Hilarious a tech blog site being held up as a basic challenge for a web
browser. IIRC the early WebKit team had extensive hacks and work arounds to
make sure the abysmal code of major sites like this and newspapers actually
rendered "correctly".

------
qubex
I have a very fond memory of BeOS, I had a BeBox way back in the second half
of the nineties. It was my first multi-processor (now "multicore") system and
I've never looked back since. The system, the philosophy, and the OS were
ahead of their time by leaps and bounds. That said, at the time it was a
solution in search of a problem.

I've been trying out Haiku for several years. I have to say that it brings
back very fond memories and is astoundingly feature-complete, but the
limitations of its architecture is beginning to show: the system has no in-
built notion of security and lacks even the most basic primitives for such
purposes insofar as it isn't multi-user and has no notion of access
privileges. The architecture is POSIX-complete but without users it is
surprisingly limited.

Of course there is no real chance of extending the architecture to 64 bits or
of porting it to non-x86 architectures.

Haiku is a great effort, but it's a requiem for what BeOS could have been.

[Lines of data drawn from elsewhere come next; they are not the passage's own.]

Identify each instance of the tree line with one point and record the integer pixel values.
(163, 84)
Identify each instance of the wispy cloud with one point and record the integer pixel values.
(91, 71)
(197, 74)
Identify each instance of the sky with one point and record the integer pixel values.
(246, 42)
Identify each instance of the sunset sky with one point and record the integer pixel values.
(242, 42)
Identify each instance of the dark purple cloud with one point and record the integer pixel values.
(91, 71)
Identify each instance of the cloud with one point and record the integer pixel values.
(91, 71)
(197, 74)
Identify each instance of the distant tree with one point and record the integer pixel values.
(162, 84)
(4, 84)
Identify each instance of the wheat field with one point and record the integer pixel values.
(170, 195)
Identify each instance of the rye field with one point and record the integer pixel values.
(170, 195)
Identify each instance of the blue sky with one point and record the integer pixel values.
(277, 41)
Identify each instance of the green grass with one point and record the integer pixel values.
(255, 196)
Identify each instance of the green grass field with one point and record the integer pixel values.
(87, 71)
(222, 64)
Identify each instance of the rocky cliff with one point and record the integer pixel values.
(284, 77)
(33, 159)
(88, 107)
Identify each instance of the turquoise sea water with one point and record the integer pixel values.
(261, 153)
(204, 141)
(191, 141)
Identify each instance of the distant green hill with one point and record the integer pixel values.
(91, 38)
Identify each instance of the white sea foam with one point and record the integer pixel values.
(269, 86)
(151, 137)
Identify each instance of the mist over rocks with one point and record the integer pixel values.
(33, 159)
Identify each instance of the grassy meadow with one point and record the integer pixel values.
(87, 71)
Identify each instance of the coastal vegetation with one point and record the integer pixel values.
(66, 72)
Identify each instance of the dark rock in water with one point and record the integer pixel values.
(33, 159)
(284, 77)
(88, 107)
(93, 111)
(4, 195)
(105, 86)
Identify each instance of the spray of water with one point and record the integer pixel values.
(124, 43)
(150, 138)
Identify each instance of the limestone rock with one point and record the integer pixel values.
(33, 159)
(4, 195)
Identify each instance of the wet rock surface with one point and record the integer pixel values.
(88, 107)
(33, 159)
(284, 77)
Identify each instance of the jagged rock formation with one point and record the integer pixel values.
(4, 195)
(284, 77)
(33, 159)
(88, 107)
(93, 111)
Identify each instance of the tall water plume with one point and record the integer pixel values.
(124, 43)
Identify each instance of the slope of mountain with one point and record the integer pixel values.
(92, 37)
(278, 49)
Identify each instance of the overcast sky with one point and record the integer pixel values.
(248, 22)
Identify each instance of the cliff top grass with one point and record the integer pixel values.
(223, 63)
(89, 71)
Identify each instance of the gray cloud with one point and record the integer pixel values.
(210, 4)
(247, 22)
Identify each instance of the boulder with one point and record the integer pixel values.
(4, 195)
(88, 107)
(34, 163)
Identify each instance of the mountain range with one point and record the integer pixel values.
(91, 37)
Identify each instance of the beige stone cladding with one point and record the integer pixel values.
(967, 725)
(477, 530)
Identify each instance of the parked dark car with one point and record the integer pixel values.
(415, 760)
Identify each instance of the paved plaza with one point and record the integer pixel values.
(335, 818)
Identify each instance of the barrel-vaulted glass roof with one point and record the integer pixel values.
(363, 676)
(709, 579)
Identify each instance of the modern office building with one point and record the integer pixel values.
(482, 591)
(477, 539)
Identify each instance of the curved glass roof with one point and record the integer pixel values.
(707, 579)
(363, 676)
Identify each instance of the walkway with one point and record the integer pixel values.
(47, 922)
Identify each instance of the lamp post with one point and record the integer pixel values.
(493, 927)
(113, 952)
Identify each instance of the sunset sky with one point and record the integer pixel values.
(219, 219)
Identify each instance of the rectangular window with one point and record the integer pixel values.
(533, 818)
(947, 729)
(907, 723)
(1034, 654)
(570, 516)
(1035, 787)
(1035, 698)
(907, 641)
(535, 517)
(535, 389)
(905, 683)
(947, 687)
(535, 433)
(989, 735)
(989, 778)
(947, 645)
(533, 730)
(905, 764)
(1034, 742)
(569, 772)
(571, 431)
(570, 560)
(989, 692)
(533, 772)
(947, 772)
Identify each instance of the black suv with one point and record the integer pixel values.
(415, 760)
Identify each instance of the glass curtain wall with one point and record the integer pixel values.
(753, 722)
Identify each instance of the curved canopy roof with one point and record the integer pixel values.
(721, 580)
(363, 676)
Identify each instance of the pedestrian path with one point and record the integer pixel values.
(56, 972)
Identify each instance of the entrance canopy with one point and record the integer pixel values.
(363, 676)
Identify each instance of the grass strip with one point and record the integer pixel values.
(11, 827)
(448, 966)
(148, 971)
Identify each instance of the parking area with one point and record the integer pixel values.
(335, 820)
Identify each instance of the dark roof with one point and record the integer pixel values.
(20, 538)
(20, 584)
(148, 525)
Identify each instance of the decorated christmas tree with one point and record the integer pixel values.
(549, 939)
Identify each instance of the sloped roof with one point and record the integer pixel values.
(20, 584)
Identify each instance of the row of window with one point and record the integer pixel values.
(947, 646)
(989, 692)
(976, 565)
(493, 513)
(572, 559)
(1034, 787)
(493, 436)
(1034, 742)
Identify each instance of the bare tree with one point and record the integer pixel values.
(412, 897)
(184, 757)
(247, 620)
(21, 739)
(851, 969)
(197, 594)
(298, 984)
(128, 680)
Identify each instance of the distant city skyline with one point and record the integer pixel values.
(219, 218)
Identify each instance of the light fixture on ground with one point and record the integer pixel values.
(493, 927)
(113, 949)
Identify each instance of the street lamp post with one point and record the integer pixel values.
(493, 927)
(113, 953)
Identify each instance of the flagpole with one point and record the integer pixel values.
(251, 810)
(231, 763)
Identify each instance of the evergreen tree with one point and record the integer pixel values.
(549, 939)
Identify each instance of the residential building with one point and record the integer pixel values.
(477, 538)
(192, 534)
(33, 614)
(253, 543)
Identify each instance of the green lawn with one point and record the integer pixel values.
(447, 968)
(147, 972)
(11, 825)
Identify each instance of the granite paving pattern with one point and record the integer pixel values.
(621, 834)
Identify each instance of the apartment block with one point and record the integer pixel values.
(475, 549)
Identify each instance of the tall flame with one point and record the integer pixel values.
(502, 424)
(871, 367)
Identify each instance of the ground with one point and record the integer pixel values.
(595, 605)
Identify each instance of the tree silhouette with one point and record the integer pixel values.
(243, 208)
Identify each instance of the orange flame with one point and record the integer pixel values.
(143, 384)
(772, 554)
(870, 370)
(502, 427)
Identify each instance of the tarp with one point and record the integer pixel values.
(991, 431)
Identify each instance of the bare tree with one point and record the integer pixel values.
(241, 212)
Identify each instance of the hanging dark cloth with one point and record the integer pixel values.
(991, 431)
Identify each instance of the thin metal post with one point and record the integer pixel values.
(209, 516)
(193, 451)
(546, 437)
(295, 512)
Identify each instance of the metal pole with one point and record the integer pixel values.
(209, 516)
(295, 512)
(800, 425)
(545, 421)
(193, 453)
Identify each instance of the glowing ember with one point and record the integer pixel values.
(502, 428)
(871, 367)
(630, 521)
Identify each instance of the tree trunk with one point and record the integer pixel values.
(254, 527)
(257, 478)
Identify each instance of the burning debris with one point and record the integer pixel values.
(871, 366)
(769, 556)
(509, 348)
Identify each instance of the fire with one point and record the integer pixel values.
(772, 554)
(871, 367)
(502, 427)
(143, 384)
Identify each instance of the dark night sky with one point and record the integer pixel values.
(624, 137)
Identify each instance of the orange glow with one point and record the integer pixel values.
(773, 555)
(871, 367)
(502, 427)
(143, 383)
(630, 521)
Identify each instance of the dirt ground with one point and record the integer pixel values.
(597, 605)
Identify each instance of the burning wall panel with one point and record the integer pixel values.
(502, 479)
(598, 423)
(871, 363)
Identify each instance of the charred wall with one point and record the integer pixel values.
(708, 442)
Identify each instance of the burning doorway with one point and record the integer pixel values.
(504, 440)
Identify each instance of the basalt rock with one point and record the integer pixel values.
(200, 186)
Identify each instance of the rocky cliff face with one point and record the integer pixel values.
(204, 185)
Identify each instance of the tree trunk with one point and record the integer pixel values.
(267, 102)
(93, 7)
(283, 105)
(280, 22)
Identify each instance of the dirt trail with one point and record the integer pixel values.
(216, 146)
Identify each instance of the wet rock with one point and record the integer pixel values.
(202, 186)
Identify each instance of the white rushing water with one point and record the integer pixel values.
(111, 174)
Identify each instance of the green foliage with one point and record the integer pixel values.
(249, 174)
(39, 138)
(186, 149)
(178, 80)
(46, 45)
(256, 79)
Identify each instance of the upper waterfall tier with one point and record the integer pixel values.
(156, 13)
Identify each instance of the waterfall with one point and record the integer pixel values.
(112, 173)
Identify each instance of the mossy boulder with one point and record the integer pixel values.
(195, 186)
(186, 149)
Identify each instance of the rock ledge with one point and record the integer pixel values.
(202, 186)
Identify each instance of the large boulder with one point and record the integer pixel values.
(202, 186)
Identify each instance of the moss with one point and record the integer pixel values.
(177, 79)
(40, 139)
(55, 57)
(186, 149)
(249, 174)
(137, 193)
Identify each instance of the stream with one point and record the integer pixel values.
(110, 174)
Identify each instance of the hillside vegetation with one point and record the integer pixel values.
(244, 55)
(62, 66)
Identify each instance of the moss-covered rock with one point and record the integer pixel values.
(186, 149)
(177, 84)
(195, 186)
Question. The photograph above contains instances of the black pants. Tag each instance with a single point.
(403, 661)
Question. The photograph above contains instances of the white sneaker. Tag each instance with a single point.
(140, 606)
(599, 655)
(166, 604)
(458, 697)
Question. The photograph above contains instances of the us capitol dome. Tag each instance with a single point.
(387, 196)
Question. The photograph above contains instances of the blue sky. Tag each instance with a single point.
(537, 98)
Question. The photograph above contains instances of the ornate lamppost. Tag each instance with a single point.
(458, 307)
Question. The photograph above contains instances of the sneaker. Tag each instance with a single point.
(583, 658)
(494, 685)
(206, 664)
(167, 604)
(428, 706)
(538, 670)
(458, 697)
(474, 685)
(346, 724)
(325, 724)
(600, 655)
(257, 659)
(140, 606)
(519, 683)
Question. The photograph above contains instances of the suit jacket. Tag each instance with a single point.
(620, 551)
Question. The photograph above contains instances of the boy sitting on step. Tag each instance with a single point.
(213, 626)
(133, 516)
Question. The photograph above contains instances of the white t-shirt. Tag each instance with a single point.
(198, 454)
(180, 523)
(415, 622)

EDIT: it seems that there is a 64-bit version I was unaware of.

------
ZenoArrow
Based on what I've seen from the Haiku OS website and mailing lists, I believe
the first beta of Haiku R1 is due to be released relatively soon (in the next
6 months, at the latest). Seems a shame this article had to be written before
then, but I suppose at least a few more people might be made aware of its
existence.

The main thing that was holding back the next release was the infrastructure
around the package manager, but most of the development hurdles with this seem
to be sorted. There's some ongoing work to build packages before the beta
release, but I can't see that taking the rest of the year.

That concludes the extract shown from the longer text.